When the weather is not cooperating in Southern California this time of the year, the natives will regale you with the atmospheric conditions that produce the dreaded June Gloom conditions. If you happen to have just spent the winter in Chicago or Boston, you might be wondering what all the fuss is about.

Gloom hangs over the markets today. The natives are swooning at every jobs figure that does not defy gravity and the European crowd are indulging in dramatic pratfalls that make their soccer (sorry, football) melodramatics look prim and restrained. For Europeans, the crisis that was “Made in America” does not fully explain how Greece ended up in so much trouble. The Europeans are trying desperately to avoid answering the hard questions that are being asked by the voting public and the bond market.

From a macroeconomic point of view, the global economy is still recovering from a severe financial crisis. That recovery has actually been delayed by all the public funds and government projects that have sought to cushion the blow to the economy and its citizens. Throwing more debt on the pile of debt that got us into trouble in the first place has not worked. The Austrian School of Economics was first and most vocal in pointing out that the bad debts had to wash through the system before the economy could return to a healthy basis and start growing again. However, the thought of letting the market clear out the bad debt was a political non-starter in countries as diverse as China, the US, Brazil, France, Germany and the UK.

But now, after three years of pump priming, disaster management and wishful asset valuations, the markets are finally getting a chance to sort out some of the wreckage. The FED has admitted that its monetary stimulus has not produced the desired results and the Germans are starting to talk about how private investors may end up wearing real losses when Greece’s debt is restructured (and/or defaulted upon). The US housing market is still trapped in suspended animation but, with the Case Shiller index double dipping, it should not be long before real solutions are proposed and acted upon.

What does this mean for investors?

In a word: Patience.

Although we mentioned that it looked like another “Sell in May and Go Away” year, we did not take nearly enough of our own advice and our portfolios have suffered accordingly. Investors who joined the rally late (in the early part of this year) will be keen to sell into any rallies now that the markets have “confirmed” their initial bias that risk assets are to be avoided. A quick break to the upside will be smothered very quickly.

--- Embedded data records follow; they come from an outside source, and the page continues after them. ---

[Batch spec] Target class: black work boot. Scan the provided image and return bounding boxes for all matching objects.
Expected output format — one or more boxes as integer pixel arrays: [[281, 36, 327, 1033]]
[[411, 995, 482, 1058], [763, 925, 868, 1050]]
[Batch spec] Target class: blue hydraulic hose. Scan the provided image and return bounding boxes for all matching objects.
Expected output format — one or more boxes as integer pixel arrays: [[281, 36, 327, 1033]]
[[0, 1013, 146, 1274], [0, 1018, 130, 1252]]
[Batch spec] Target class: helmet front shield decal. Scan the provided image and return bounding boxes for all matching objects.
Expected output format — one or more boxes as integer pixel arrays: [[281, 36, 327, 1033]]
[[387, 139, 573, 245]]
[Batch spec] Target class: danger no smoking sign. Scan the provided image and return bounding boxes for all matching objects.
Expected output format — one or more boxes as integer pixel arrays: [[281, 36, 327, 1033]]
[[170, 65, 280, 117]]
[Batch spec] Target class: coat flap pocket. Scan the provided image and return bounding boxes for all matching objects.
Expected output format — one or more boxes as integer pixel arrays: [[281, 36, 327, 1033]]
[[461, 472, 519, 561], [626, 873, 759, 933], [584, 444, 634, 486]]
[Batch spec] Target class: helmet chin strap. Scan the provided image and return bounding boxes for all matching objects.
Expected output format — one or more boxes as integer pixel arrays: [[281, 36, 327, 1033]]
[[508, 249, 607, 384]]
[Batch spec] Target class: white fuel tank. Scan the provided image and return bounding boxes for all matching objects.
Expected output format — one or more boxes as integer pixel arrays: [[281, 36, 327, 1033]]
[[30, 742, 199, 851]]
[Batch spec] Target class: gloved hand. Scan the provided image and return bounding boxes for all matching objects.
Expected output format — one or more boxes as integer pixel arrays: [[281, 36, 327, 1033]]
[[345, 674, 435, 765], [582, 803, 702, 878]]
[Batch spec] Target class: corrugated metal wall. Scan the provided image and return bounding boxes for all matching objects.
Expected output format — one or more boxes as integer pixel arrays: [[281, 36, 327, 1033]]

On the downside, most of the bad news in the market is actually pretty old news. The problems in the developed markets have been worked over for several major news cycles: American mortgages underwater, sovereign debt issues in Europe and budget deficits almost everywhere. In the developing markets, the worries about inflation, hot money, loose monetary policies and rising currencies are not fresh. All of this means a simple relapse into 2008/9 conditions, while not impossible, are nonetheless extremely unlikely. There is plenty of money swirling around the system to capitalize on any sizable dips in the financial markets.

Resurgence in Biotech

Although it is too early to say for sure how strong the trend is, we have noticed a fairly broad improvement in the biotech (XBI), medical devices (IHI) and health care (XLV) sectors. The numbers are not conclusively high at this point but they are better than most of the alternatives in the market.

Some market observers have cherry picked past data and noted that times of economic distress are often also times of tremendous technological innovation as well. Perhaps the energy released by a Schumpeterian “Creative Destruction” wave is fueling innovation in the biotech and medical devices sectors. Or it could be simple rotation into what could be viewed as a more defensive sector in the US at this point.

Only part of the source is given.